In Unequal Time: Gender, Class, and Family in Employment Schedules, Dan Clawson and Naomi Gerstel, sociology professors at the University of Massachusetts, Amherst, argue that work schedules have become “chronically unpredictable” for millions of Americans.
This unpredictability is particularly pronounced among low-wage workers. It can have an adverse effect on these workers’ wages, work-family balance, and mental health, Clawson and Gerstel argue.
The health care sector is particularly susceptible to unpredictable scheduling.

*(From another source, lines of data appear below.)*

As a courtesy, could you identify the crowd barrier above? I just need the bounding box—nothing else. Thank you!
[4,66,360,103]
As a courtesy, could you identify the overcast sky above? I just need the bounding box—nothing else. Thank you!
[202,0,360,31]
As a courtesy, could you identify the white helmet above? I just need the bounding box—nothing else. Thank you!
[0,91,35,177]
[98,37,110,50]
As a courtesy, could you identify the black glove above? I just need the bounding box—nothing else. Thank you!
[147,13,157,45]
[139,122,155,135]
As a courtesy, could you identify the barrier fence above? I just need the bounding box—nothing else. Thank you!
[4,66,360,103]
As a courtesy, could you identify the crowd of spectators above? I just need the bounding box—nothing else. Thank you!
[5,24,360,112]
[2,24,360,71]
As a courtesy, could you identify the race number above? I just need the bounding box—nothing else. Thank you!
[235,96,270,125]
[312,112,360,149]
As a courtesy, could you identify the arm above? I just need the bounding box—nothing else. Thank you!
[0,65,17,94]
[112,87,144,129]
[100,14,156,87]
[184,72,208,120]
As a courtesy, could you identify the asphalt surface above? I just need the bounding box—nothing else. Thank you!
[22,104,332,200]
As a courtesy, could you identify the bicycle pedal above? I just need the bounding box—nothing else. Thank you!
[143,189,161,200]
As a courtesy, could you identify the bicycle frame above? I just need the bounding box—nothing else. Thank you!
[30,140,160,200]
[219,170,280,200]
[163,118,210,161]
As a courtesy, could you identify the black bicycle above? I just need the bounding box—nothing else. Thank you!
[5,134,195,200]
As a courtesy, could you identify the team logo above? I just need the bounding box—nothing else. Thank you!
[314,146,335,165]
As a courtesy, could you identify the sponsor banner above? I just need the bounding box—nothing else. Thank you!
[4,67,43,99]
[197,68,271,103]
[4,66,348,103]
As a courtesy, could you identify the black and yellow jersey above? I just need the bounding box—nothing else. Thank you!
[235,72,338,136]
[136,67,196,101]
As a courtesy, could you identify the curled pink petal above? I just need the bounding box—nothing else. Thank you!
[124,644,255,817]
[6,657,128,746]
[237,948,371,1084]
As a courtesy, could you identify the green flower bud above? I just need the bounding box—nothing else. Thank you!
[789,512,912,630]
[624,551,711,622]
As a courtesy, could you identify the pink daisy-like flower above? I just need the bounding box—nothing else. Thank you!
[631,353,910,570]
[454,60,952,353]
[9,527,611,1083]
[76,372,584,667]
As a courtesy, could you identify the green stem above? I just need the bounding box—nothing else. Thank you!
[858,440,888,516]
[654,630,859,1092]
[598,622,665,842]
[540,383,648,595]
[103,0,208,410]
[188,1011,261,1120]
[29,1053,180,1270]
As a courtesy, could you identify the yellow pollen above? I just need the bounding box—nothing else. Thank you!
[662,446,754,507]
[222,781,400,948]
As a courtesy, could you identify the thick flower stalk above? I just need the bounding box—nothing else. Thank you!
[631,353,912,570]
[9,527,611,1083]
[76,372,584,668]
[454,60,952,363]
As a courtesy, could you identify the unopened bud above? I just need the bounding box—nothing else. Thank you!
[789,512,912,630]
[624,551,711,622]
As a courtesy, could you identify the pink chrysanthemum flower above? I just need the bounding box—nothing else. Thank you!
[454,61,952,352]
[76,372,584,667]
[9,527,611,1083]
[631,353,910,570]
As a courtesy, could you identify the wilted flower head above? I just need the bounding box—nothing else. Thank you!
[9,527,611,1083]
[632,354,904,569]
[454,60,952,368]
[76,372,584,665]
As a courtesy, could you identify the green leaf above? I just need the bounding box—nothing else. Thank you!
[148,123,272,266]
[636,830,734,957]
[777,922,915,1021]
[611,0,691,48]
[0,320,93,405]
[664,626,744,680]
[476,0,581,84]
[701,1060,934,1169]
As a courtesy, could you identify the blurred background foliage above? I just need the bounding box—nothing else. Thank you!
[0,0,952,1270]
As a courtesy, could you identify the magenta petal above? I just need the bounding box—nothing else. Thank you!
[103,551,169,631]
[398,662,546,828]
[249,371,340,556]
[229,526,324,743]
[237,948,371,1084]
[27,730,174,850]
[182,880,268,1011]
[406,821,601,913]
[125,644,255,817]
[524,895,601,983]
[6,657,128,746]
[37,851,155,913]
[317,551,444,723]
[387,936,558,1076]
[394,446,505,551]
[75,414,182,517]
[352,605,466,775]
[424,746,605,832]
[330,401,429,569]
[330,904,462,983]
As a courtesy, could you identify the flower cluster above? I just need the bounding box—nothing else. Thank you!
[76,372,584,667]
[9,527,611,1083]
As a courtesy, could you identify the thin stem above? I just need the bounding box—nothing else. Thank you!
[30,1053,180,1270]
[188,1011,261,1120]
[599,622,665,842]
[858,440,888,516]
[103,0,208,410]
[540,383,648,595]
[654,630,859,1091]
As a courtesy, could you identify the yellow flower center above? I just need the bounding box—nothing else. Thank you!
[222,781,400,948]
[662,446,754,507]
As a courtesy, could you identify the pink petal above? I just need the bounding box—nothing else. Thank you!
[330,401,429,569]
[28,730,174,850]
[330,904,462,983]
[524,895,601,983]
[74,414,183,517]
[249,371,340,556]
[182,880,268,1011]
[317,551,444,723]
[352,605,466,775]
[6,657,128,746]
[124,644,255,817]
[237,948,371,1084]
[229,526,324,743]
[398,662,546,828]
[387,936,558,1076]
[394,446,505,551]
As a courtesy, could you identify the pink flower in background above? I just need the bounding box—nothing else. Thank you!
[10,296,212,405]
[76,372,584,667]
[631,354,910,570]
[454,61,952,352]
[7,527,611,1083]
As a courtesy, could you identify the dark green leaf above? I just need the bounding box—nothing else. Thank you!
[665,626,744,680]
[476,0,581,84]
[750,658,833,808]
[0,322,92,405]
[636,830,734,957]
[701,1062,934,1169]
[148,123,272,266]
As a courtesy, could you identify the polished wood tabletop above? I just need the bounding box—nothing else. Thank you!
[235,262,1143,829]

At one “high-end nursing home,” one out of every three shifts did not play out according to the schedule, the authors found.
The part-time nature of low-wage jobs, such as direct-care work, also burdens workers, the authors wrote. “In interviews for our book, over and over we heard $10-an-hour nursing assistants say they wanted extra hours,” Clawson and Gerstel wrote in an October 10 American Prospect article.
The unwanted part-time nature of direct-care jobs is frequently cited as a barrier to recruitment, as well as a reason for high turnover within the field.
Unfortunately, “unpredictability [is] the new normal” for many workers in the U.S., Clawson and Gerstel write — “especially among those who earn low wages, especially women and especially women of color.”